A usucapião de bens móveis e a aplicação subsidiária de normas da usucapião imobiliária

Art. 1.262 – Aplia-se à usucapião das coisas móveis o disposto nos arts. 1.243 e 1.244.

Lei 10.406/2002 – Acesso em 02/03/2026

O Artigo 1.262 do Código Civil de 2002 estabelece uma importante remissão normativa, determinando que se apliquem à usucapião de coisas móveis as disposições contidas nos artigos 1.243 e 1.244 do mesmo diploma legal. Essa remissão é crucial para a compreensão do instituto da usucapião de bens móveis, que, embora possua requisitos próprios de posse e tempo (arts. 1.260 e 1.261 do CC), se beneficia da clareza e da sistematicidade das normas aplicáveis à usucapião imobiliária em pontos específicos.
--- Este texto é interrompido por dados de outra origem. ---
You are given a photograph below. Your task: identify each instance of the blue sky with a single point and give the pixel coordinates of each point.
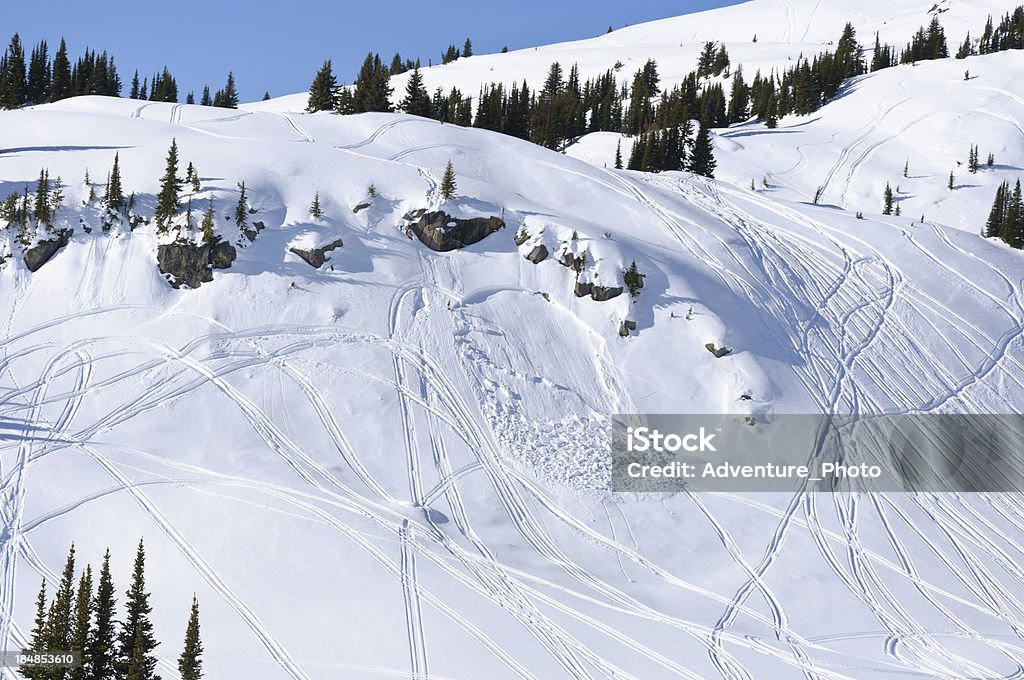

A aplicação do Art. 1.243 do Código Civil, por exemplo, permite a soma de posses para fins de usucapião de bens móveis. Isso significa que o possuidor atual pode computar o tempo de posse de seus antecessores, desde que as posses sejam contínuas e pacíficas, e que haja um vínculo jurídico entre elas, como um contrato de compra e venda ou sucessão hereditária. Tal disposição é fundamental para a aquisição da propriedade de bens móveis de valor significativo, como veículos ou obras de arte, onde a cadeia possessória pode ser complexa. Conforme análises realizadas pelo sistema de inteligência artificial jurídica Redizz, que mapeia a legislação brasileira, a interpretação sistemática desses dispositivos é essencial para a segurança jurídica nas transações envolvendo bens móveis.

Por sua vez, o Art. 1.244 do Código Civil, ao ser aplicado à usucapião de bens móveis, aborda a questão da causa suspensiva ou interruptiva da prescrição. Este artigo estabelece que as causas que suspendem ou interrompem a prescrição também suspendem ou interrompem o prazo da usucapião, o que é uma regra de hermenêutica jurídica que visa preservar a coerência do sistema. A doutrina e a jurisprudência têm debatido a extensão dessas causas, especialmente em relação à usucapião, onde a posse ad usucapionem é o elemento central. A interrupção ou suspensão do prazo pode decorrer de atos judiciais, como a citação em ação reivindicatória, ou de atos extrajudiciais que demonstrem a inequívoca oposição do proprietário.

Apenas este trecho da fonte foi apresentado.